Anyone learning that the nation is pinning its hopes on a long-overdue Olympic gold medal from a competitor born Sanctos van het Gravenhof could be forgiven for assuming that yet another Brit of the "Plastic" variety has been recruited for the 2012 cause. And they might be right – except that this one is a horse.
How a Dutch-bred gelding came to be the subject of a £2 million swoop in an attempt to win Britain its first major Olympic showjumping prize in 60 years is one of the great sporting coups. It involves a plot which embraces two horse-loving Tory peers – one an Arsenal director and close friend of the Prime Minister, the other a soft-furnishing billionaire – a Ukrainian financier, a US Olympic gold medallist and one of Britain's most prominent horsemen.

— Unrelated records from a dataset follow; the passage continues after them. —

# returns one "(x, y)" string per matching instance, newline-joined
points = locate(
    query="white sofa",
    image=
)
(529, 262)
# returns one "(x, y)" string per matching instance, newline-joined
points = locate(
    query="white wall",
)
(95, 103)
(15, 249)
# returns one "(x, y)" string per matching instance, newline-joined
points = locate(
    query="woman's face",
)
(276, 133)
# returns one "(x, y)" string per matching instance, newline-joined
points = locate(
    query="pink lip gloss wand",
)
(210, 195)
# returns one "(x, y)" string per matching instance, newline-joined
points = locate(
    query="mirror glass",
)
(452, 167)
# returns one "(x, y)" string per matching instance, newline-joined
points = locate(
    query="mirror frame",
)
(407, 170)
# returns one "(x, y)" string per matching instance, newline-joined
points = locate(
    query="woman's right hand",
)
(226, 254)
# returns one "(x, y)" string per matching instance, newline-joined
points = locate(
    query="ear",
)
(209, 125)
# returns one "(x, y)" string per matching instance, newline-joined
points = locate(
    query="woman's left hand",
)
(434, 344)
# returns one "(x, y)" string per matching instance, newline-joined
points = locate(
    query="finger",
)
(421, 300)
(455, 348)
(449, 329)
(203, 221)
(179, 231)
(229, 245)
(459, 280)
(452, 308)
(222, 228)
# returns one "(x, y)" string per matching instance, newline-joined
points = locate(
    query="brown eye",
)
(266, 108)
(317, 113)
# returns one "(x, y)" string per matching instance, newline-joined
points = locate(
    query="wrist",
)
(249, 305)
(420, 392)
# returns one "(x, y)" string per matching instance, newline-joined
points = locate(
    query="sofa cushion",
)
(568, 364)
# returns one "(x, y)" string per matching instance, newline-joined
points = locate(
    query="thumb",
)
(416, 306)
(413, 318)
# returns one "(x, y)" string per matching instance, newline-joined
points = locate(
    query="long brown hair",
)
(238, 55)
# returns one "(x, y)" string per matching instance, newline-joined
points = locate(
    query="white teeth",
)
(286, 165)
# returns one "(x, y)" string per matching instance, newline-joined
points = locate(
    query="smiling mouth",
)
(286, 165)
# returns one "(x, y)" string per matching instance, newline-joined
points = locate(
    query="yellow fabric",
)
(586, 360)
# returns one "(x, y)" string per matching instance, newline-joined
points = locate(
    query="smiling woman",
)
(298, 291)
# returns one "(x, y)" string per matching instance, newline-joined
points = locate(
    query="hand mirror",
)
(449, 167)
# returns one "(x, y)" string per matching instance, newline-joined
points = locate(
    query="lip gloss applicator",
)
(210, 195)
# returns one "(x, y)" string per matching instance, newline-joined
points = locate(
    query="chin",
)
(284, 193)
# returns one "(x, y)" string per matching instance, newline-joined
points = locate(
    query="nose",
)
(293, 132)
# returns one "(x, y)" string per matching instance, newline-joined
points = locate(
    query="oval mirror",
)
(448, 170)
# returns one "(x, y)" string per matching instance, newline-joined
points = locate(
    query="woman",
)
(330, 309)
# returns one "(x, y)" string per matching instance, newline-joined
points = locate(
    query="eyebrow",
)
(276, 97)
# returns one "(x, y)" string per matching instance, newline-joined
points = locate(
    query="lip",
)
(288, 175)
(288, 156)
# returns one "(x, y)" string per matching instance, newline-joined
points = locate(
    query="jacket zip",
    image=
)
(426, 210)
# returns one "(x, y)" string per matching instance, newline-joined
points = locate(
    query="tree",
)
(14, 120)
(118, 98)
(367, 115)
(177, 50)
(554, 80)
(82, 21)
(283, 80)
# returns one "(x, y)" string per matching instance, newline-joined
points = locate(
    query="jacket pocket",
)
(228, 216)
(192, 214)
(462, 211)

The handsome 10-year-old bay – who has now been renamed Hello Sanctos – was snatched from under the noses of other countries in a cloak-and-dagger operation just hours before the equestrian world's version of the transfer window closed on New Year's Eve.

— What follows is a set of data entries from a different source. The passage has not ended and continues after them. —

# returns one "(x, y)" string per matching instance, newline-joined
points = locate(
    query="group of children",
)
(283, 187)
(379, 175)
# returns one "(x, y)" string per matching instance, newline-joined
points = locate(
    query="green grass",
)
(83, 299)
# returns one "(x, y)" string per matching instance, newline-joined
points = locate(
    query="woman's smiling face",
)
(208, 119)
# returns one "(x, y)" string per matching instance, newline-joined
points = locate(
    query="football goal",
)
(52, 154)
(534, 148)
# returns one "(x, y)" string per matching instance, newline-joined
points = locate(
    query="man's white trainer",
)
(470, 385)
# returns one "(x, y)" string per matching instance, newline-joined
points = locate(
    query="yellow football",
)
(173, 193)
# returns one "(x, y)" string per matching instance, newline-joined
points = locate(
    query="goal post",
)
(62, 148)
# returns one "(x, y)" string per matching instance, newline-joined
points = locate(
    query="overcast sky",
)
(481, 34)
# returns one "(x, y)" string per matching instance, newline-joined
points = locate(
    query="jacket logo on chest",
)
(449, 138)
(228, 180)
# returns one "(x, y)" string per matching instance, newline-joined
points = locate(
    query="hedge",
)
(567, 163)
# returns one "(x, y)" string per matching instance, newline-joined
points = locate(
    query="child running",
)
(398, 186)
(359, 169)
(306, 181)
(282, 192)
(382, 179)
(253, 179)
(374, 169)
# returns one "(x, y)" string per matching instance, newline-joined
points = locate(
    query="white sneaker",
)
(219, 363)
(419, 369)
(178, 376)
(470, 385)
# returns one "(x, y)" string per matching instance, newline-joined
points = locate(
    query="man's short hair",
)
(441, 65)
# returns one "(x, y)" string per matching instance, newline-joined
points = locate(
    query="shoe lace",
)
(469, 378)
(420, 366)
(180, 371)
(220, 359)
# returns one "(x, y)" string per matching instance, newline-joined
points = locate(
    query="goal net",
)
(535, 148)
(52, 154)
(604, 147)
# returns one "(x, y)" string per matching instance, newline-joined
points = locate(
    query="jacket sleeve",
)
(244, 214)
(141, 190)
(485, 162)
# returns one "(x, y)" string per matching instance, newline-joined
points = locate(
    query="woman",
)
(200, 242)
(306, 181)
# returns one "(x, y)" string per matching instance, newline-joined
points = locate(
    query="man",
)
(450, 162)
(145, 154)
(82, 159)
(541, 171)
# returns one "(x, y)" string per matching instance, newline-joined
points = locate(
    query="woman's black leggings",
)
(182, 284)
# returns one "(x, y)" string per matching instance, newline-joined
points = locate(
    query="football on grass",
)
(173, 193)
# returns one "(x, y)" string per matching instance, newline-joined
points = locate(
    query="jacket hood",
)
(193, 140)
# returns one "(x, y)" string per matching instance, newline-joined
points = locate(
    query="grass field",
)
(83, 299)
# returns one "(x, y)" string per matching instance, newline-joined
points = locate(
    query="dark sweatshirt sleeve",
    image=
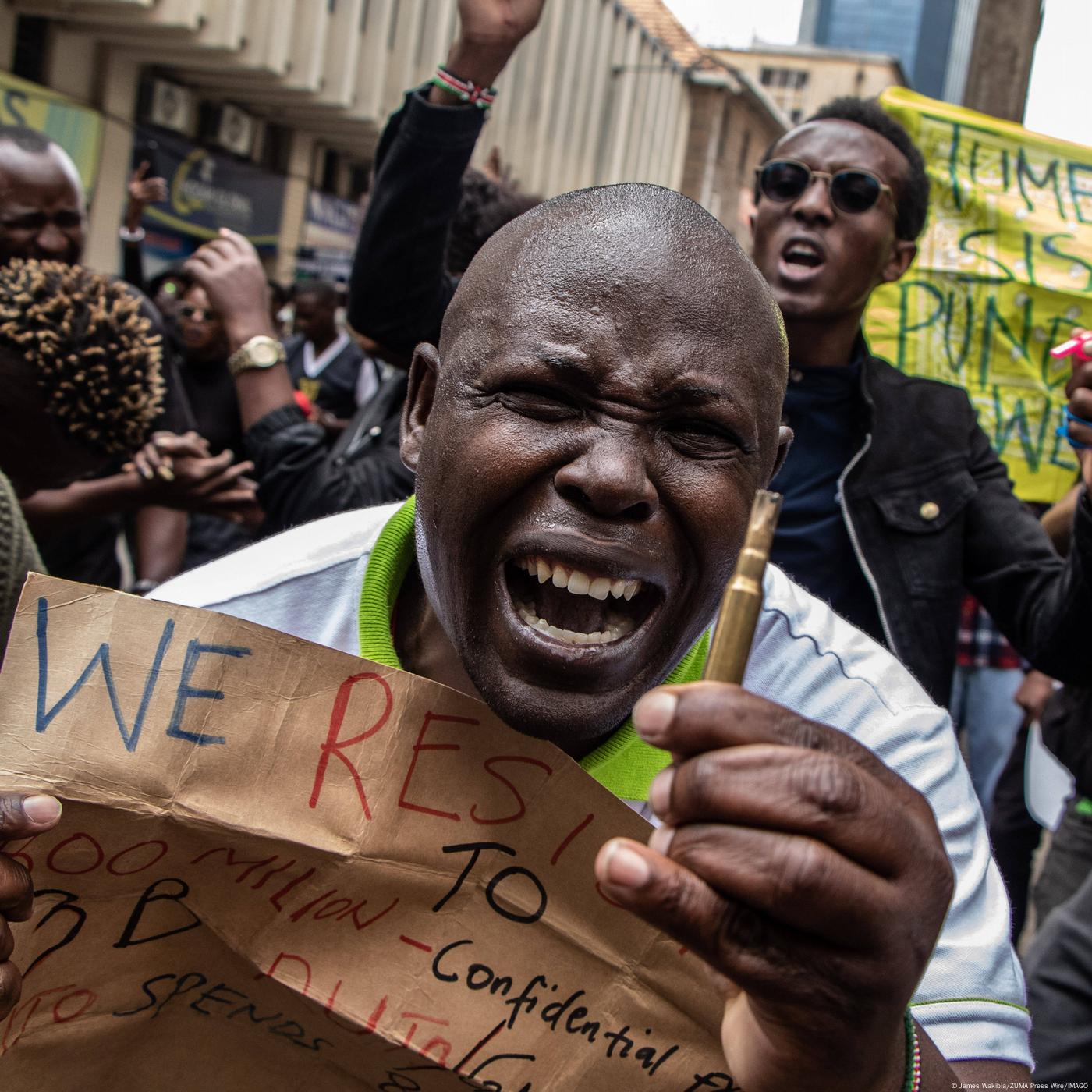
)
(1040, 602)
(400, 289)
(133, 264)
(298, 480)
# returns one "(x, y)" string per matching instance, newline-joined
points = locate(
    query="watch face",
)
(264, 353)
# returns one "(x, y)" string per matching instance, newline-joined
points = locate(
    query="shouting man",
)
(587, 437)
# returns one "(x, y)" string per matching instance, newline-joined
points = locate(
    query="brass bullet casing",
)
(743, 595)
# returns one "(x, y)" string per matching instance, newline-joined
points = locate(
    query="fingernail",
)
(660, 791)
(653, 713)
(625, 867)
(661, 838)
(41, 810)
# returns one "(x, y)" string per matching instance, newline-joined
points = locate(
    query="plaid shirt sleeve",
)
(980, 642)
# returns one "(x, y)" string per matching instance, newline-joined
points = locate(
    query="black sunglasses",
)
(189, 311)
(853, 190)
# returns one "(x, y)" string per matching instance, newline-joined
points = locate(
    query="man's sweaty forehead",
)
(636, 254)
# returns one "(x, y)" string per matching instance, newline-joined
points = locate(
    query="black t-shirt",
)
(335, 388)
(824, 407)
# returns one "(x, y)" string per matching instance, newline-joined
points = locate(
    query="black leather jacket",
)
(931, 512)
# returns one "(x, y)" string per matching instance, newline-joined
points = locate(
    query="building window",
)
(744, 155)
(793, 79)
(722, 140)
(32, 38)
(392, 30)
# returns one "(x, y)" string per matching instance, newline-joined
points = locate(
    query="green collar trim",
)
(624, 764)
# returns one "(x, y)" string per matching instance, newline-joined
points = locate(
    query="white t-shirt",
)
(307, 582)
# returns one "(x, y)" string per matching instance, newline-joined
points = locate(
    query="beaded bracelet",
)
(466, 90)
(912, 1081)
(1064, 429)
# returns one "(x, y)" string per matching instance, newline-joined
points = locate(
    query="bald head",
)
(41, 199)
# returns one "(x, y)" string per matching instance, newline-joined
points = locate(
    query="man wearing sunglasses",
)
(895, 500)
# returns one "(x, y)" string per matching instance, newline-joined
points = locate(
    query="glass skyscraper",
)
(919, 32)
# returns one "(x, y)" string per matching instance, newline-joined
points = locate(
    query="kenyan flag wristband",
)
(912, 1081)
(466, 90)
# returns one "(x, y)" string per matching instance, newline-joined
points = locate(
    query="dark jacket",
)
(400, 287)
(931, 511)
(302, 478)
(923, 448)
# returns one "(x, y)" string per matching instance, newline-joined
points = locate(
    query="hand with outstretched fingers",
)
(1079, 392)
(178, 472)
(232, 275)
(21, 816)
(800, 868)
(144, 190)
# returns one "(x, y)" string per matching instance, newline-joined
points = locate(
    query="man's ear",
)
(902, 254)
(784, 442)
(424, 369)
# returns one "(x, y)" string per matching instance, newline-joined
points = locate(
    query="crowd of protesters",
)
(153, 426)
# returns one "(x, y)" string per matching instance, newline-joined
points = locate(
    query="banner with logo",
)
(209, 190)
(1004, 272)
(78, 129)
(330, 229)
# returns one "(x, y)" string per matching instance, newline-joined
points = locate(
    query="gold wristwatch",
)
(260, 352)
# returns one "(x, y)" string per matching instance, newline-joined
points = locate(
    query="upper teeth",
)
(579, 583)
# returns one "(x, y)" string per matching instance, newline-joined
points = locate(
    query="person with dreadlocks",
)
(41, 218)
(81, 369)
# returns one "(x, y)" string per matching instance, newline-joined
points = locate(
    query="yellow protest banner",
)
(1004, 271)
(78, 129)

The two Tory tycoons, Lord Harris of Peckham, 69, the chairman of Carpetright and a David Cameron confidant who is on the Gunners board, and Lord Kirkham, 67, founder of the DFS empire, put up the cash and authorised David Broome, the veteran showjumper and Olympic bronze medallist renowned for his rides on such horses as Mr Softee, to dash to Germany to buy the horse that, it is believed, will give Britain its best chance of Olympic equestrian gold since Colonel Harry Lewellyn rode Foxhunter to glory in the 1952 Games in Helsinki, Britain's only gold in those Olympics.
Broome had to move smartly against rivals from Germany and the United States, and also buyers from the Middle East. For 12 months Santos had been stabled at Elmpt, near Düsseldorf. He was owned by Peter Wylde, a member of the American gold medal showjumping team at the 2004 Athens Olympics, who then sold him to a Ukrainian financier, Alexander Onishenko.

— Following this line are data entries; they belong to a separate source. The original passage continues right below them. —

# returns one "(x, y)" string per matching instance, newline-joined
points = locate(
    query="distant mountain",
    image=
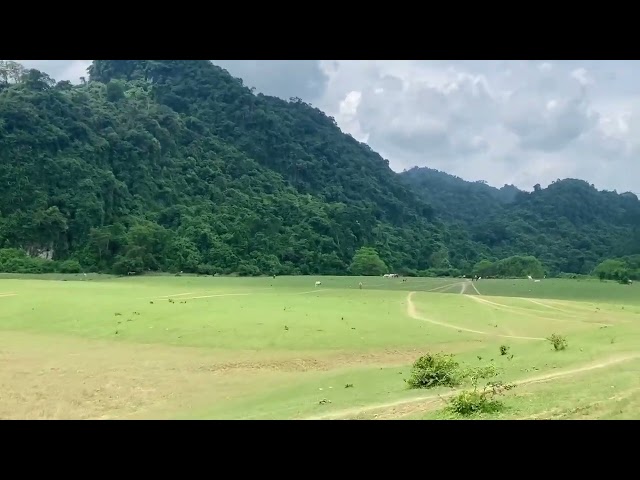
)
(570, 225)
(175, 165)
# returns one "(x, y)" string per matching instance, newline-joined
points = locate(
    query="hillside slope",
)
(570, 225)
(174, 165)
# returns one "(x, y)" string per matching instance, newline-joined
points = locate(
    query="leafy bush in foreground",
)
(434, 371)
(470, 402)
(559, 342)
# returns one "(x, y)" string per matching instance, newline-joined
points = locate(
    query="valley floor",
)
(204, 347)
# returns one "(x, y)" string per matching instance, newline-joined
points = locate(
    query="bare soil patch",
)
(57, 377)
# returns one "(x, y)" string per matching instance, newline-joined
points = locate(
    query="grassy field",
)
(243, 348)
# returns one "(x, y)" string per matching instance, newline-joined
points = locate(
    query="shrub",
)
(559, 342)
(471, 402)
(434, 371)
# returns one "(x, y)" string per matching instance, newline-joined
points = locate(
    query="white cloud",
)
(522, 122)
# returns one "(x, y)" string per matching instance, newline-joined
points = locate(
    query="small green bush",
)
(471, 402)
(559, 342)
(434, 371)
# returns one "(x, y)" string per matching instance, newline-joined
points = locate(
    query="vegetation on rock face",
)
(174, 165)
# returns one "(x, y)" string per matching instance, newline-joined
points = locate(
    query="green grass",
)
(283, 348)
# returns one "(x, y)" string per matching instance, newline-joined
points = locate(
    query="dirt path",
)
(422, 403)
(529, 313)
(413, 313)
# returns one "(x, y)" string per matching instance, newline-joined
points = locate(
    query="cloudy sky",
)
(520, 122)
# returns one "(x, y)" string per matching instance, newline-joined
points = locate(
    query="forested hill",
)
(174, 165)
(570, 225)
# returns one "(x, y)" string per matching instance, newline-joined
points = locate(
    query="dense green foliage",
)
(569, 226)
(174, 165)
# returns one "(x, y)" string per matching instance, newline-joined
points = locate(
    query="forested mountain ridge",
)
(175, 165)
(570, 225)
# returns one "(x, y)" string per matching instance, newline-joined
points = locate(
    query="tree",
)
(367, 262)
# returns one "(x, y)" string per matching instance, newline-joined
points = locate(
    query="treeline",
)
(175, 166)
(569, 226)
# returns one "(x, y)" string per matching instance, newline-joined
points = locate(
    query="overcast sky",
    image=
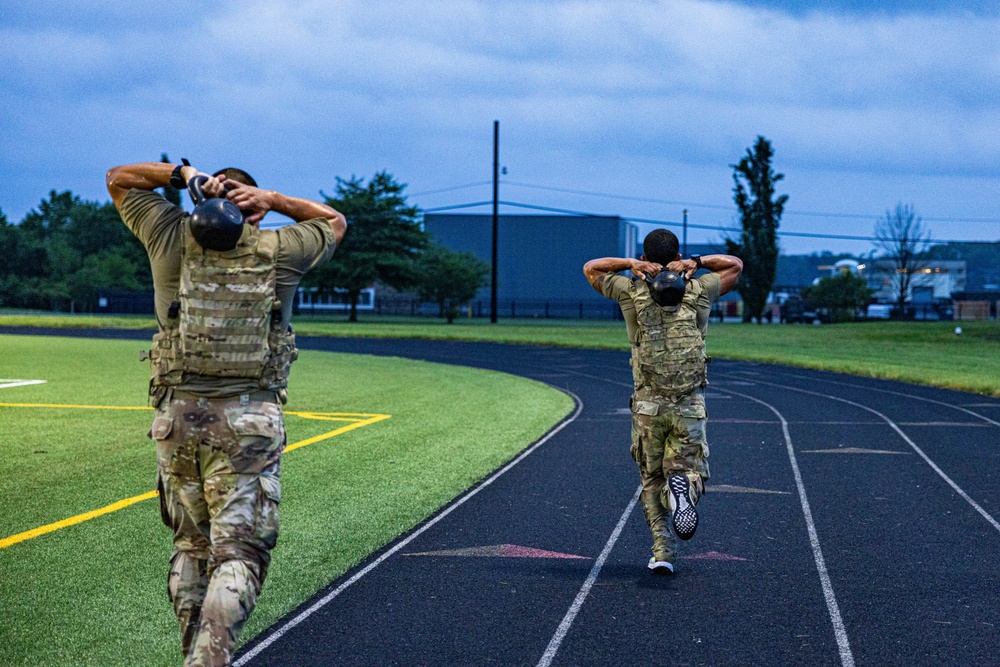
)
(640, 100)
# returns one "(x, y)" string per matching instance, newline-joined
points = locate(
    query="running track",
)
(849, 521)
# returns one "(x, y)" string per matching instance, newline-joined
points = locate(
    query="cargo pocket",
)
(164, 514)
(162, 426)
(266, 521)
(695, 411)
(258, 439)
(645, 408)
(252, 424)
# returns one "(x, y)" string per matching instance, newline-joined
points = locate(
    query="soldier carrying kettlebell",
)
(220, 363)
(666, 316)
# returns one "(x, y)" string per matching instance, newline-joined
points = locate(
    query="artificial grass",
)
(94, 593)
(920, 352)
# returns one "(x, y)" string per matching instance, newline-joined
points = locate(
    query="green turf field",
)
(919, 352)
(94, 593)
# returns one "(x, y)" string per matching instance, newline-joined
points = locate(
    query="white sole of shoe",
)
(661, 567)
(685, 516)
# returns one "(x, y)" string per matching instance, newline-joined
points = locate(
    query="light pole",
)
(684, 251)
(496, 192)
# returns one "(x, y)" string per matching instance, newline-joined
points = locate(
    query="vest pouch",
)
(670, 353)
(279, 363)
(164, 362)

Katharina Offel, the Ukrainian showjumper, had ridden Sanctos until last year but their partnership ended unexpectedly and the horse was suddenly available again. Broome, 70, was recruited by the peers to secure him for Team GB. "When they heard about the horse and its potential they instructed me to go over and have a look," he said.
Broome did so, and brought in Scott Brash, one of Team GB's newest and most talented riders, for a second opinion. They instantly agreed it would a great coup. Says Lord Harris: "We think we've got one of the best horses in the world. He'd only had three fences down in 30 grand prix events so we had to get in very, very quickly. Such was the competition, we had to keep very quiet about it."
Brash, 26, a Scottish builder's son from Peebles who started riding when he was seven, says it is "great" that Britain has a horse of this quality. "I had won the World Cup in Toronto on a horse called Bonhomie when I got a phone call from David Broome to ask if I would go and try out this horse in Germany on behalf of Phil Harris and James Kirkham.
"I told them how impressed I was and they said they would buy him for me. I don't know if he was available because his previous rider didn't get on with him or what, but he's brilliant with me. He is a very careful horse who doesn't want to touch the jumps. Our partnership has seemed to work well, because we won the World Cup in Florida together."
They compete again at the Super League event in St Gallen, Switzerland, next week, with Team GB's Dutch performance director, Rob Hoekstra, announcing the showjumping team of four horses and riders, plus a reserve, next month.
"I think we have a great chance in the Olympics," says Brash. "But in this sport so much depends on the fitness of the horses." He has another quality mount in Intertoy, "but obviously you can only ride one. Sanctos is a little bit of a nervous horse, but since I've had him he's come round a lot. He's different from a lot of others, he seems to need to get to know everyone first before he can relax. But once he gets into the ring he can really take those fences in his stride. He has such a lovely, flowing rhythm."
Although stabled at Brash's home in Peebles, Sanctos will be based in Holland and Belgium before the Games. "We are away in competitions most weeks but fortunately he's a good traveller," says Brash.
Showjumping used to enjoy huge TV ratings during an era which embraced Harvey Smith's famous two-fingered gesture. But since then there has been a steep downturn in its appeal, though major shows at Olympia can still attract full houses.
What it obviously needs is the surge of publicity that Olympic success would bring, and Brash makes a bold suggestion that he feels would help. "I've always felt that it is crying out for people to bet on it. That would create a lot more interest. If the public understood a bit more about it, it's an unbelievable sport. Betting on showjumping would encourage the public more, which is what it needs."
So, Sanctos to emulate the fabulous Foxhunter at Greenwich Park and become a four-legged friend etched as deeply in the nation's hearts as a pooch named Pudsey? It may be worth a modest flutter.